In light of the requests for comments by interested parties, and the responses by ISPs on January 26, 2009, the CRTC laid out what information ISPs would have to provide to subsequently be put on the public record. Much of this data would be put on the record in an anonymized format, so that the public could develop informed opinions and comments, while not jeopardizing ISPs’ ability to compete in the market. In the next few days, I’ll be collating the CRTCs requests alongside the public data, so that it is a bit easier to associate ISPs with anonymous numbers.

February 9, 2009 ISP Response to CRTC

I’m going to just quickly sketch out some of the more interesting points that came from these filings.

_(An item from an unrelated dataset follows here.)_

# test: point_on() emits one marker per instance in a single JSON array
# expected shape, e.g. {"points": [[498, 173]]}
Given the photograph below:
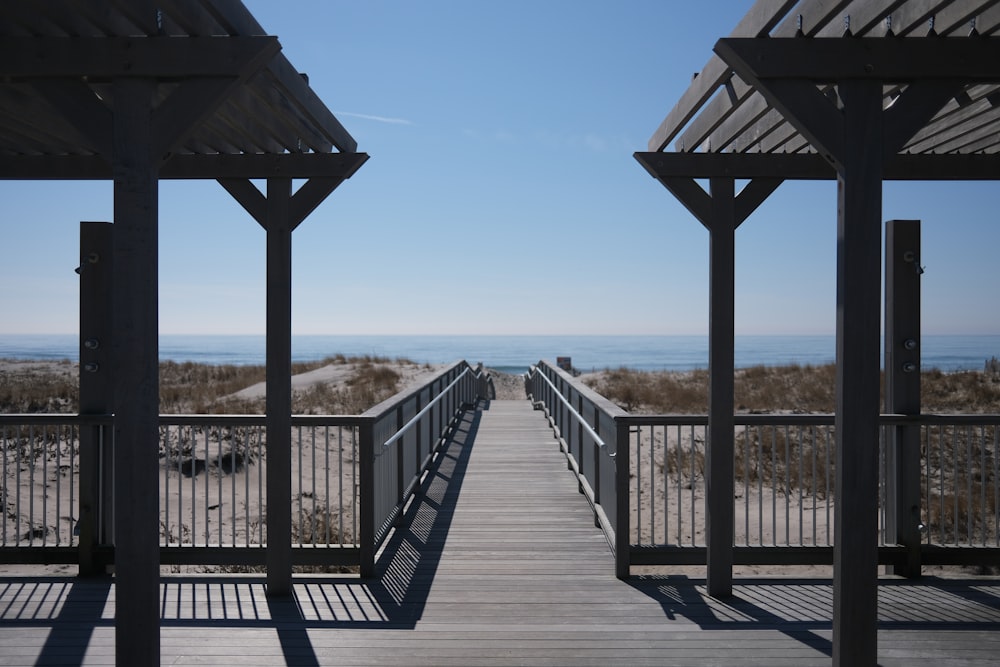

  • Bell: They define their peak period roughly as “the behaviour of a massive user base using the network at the same time”. Additionally, they imply that wholesaler customers are consuming a disproportionate amount of bandwidth, and have actually doubled their consumption from the point prior to Bell having deployed traffic shaping. Bell has offered three reasons for why they think this has happened. The first was filed in confidence, the second is associated with the use of HTTP for content sharing, and the third based on the typical behaviour of the base of users to whom wholesalers market to.
  • Sasktel: They have identified their peak according to the hourly volume that is calculated on a daily basis. They have noticed that the number of peak periods have increased in the past five years.
  • Bragg: Their peak times are between 6:00pm – 11:00pm, and have remained consistent since 2006. They explicitly note the following applications as “high bandwidth applications” that are latency insensitive: Bit Torrent, News, DirectConnect, P2P (Blubster, Gnutella, KaZaA, WinMX, eDonkey, Filetopia, Hotline, GuruGuru, Soribada, Soulseek, Ares, JoltID, eMule, Waste, Konspire2b, ExoSee, FurtherNet, MUTE, GNUnet, Nodezilla).
  • Shaw: Their peak periods of use are 16:00-2:00, and this has not changed since 2006. While they do not reveal their growth numbers to the public record, they note that their growth is generally in alignment with Cisco’s IP traffic forecast 2006-2012. As a consequence, we can reasonably assume that Shaw was moving around 4, 234 PetaBytes of data in 2006, and expects to be moving around 43,551 PetaBytes in 2012. Shaw has revealed that they use Arbor-Ellacoya equipment, but this technology is not used to examine anything beyond the packet header. When the equipment identifies P2P traffic, it slows it by XX% based on the aggregate use per user. As such, they do not block P2P, though they do throttle upload traffic (not download traffic). Their system affects both retail and wholesale customers, and has ultimately led their upstream traffic to being at a more manageable level than prior to using the equipment.

February 11, 2009 Anonymized ISP data from CRTC

Data that was released by the CRTC is available on their website. I’ll be digging into the numbers more deeply shortly – Paul Jay over at the CBC has a piece that begins to get into the numbers.